Example list file comprising cDNA names

ENSG00000105829
ENSG00000164144
ENSG00000125885
ENSG00000089195
ENSG00000089199
ENSG00000125772
ENSG00000183840
ENSG00000143458
ENSG00000143363
ENSG00000143409

Step 6: Add the Cynopterus brachyotis sequence to cDNA files

We will use a loop to concatenate the sequences obtained from Step 5 to the 4,388 loci of Liu et al. 2017. For this, keep the renamed fasta files from Step 5 in a separate folder called 'blast_results'. We this excercise, we assume that the cDNA sequences from Liu et al. 2017 are in a folder called 'input_seq' and the results will be saved in a folder called 'output_results'.

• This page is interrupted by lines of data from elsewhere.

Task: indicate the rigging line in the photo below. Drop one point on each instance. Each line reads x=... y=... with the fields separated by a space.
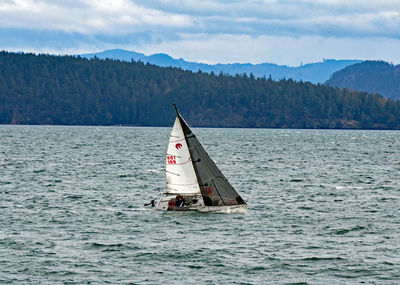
x=180 y=191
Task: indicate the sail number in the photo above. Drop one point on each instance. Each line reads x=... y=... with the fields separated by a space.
x=171 y=159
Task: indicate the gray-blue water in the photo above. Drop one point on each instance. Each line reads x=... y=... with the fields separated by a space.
x=323 y=208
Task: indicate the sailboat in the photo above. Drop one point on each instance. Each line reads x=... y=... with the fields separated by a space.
x=194 y=182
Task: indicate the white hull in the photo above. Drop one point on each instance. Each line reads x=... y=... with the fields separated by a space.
x=163 y=204
x=235 y=209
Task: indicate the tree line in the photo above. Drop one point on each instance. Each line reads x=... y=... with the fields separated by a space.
x=69 y=90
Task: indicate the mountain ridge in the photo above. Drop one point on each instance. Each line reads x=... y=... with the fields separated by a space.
x=316 y=73
x=378 y=77
x=68 y=90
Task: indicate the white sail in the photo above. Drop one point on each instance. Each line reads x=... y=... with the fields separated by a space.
x=181 y=177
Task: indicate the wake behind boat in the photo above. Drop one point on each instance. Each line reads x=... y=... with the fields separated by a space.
x=194 y=182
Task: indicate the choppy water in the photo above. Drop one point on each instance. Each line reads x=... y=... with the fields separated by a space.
x=323 y=208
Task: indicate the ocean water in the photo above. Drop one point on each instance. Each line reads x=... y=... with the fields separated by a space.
x=324 y=208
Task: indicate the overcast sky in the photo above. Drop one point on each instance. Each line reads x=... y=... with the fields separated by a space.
x=277 y=31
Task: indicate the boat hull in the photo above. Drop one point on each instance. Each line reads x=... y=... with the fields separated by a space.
x=234 y=209
x=167 y=203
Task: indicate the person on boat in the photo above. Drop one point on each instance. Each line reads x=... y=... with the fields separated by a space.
x=152 y=203
x=179 y=201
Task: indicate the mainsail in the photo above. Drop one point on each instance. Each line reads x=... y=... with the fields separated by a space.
x=214 y=187
x=181 y=177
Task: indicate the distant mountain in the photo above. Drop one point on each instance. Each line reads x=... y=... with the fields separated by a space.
x=314 y=72
x=67 y=90
x=370 y=76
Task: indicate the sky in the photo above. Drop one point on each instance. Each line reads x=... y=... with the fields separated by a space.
x=287 y=32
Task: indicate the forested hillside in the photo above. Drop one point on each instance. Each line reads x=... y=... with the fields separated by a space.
x=370 y=76
x=66 y=90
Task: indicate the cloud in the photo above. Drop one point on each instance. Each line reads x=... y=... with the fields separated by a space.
x=282 y=31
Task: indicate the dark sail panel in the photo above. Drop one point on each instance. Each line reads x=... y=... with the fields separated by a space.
x=215 y=188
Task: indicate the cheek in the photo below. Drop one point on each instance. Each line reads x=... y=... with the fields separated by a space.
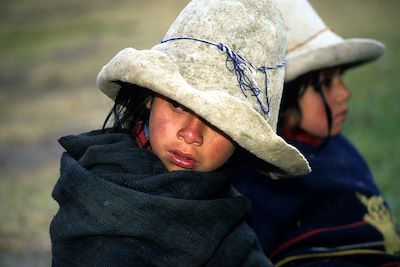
x=221 y=150
x=159 y=128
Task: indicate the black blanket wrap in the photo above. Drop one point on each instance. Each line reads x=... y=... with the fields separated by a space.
x=119 y=206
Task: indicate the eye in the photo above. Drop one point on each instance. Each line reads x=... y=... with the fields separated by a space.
x=178 y=106
x=326 y=82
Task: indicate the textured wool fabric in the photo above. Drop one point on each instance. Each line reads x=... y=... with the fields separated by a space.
x=119 y=206
x=228 y=83
x=334 y=215
x=312 y=45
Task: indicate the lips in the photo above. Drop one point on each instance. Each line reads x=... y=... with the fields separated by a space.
x=182 y=160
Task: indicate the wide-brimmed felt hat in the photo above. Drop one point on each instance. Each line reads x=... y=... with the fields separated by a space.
x=314 y=46
x=224 y=60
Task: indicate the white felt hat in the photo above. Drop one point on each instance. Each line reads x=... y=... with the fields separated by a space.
x=313 y=46
x=223 y=59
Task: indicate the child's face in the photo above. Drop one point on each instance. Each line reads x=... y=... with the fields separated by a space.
x=183 y=141
x=314 y=119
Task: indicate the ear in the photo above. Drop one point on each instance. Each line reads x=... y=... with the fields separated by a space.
x=149 y=102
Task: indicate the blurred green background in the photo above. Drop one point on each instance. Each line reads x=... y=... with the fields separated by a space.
x=51 y=52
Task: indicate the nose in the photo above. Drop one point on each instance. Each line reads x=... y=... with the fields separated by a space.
x=344 y=93
x=192 y=130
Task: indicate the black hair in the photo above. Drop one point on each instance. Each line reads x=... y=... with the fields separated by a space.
x=129 y=108
x=293 y=91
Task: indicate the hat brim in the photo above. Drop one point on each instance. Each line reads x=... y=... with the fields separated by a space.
x=154 y=70
x=351 y=52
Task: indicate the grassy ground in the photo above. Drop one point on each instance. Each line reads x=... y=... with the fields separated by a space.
x=51 y=52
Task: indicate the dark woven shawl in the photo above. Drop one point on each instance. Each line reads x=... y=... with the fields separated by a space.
x=120 y=207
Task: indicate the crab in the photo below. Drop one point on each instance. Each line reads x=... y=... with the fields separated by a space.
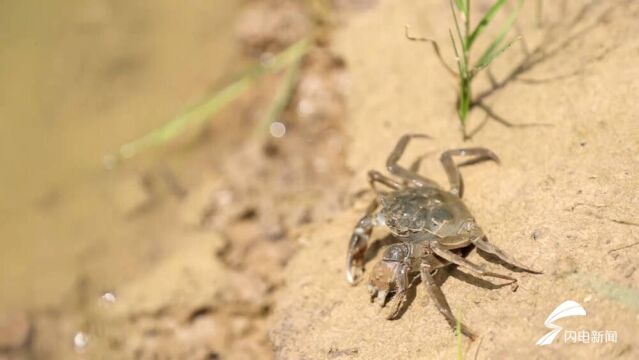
x=434 y=228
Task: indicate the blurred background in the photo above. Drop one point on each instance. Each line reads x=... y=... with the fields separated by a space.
x=188 y=236
x=161 y=162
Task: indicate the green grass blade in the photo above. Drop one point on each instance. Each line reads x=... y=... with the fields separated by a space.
x=203 y=112
x=494 y=49
x=462 y=5
x=460 y=62
x=283 y=96
x=461 y=59
x=488 y=17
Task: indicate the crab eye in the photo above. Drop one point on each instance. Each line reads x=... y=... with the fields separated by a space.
x=395 y=253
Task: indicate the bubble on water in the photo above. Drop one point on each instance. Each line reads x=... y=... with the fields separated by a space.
x=80 y=341
x=277 y=129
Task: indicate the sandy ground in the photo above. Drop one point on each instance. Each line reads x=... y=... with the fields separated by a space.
x=563 y=200
x=232 y=246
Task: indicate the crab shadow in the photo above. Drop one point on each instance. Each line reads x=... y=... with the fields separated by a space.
x=441 y=275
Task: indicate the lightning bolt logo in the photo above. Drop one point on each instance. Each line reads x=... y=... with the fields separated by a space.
x=565 y=309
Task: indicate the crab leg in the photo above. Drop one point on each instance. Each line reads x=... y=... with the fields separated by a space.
x=439 y=250
x=452 y=171
x=358 y=244
x=440 y=300
x=396 y=169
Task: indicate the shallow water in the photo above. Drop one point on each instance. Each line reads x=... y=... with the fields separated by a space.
x=78 y=79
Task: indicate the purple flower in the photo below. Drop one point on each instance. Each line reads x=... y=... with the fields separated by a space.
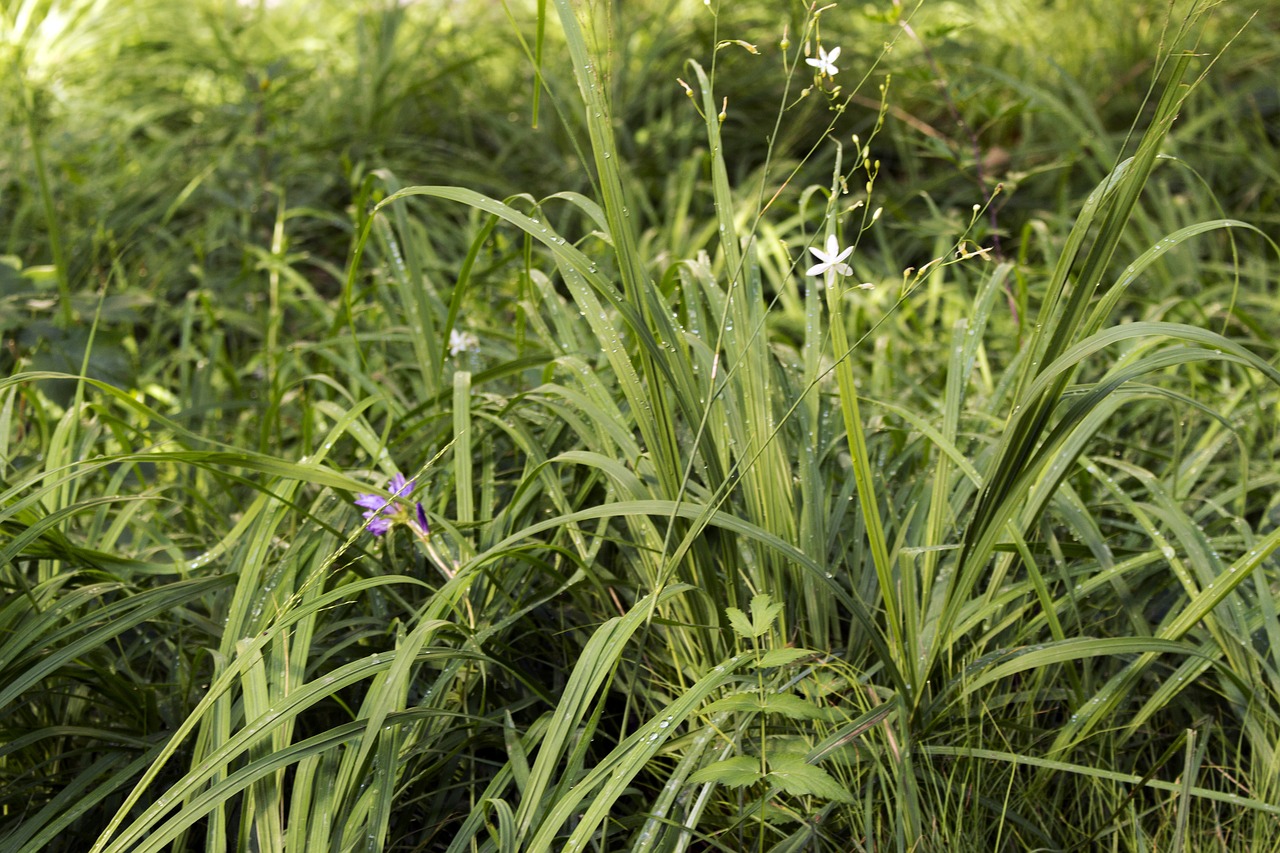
x=383 y=512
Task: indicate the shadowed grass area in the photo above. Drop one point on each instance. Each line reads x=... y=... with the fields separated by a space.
x=768 y=447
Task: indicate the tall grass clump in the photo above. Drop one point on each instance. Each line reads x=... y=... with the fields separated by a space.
x=726 y=496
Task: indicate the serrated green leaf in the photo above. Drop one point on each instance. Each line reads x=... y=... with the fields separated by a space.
x=739 y=623
x=739 y=771
x=764 y=612
x=791 y=774
x=781 y=657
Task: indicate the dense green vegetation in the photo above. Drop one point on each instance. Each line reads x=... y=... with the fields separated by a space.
x=694 y=530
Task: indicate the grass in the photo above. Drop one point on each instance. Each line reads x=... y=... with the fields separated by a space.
x=720 y=555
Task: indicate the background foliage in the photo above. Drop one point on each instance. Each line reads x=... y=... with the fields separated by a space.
x=721 y=555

Do note that the list file is the same as the one used for the previous step.

while read name; 
do cat blast_results/$name input_seq/$name > output_results/output_$name.fa
done < list.txt 

Once the loop is complete manually check few alignments to ensure that the correct sequences were added.

Step 7: Realign the edited files from previous step

We will now realign the sequences within each alignment file using the MAFFT program (https://mafft.cbrc.jp/alignment/software/)

for fasta_file in $(ls *.fa)
do
mafft --reorder --adjustdirection --auto $fasta_file > $fasta_file.out
done

This will successfully add sequences from any candidate genome (in the present case, it is Cynopterus brachyotis) to already existing multiple sequence alignments.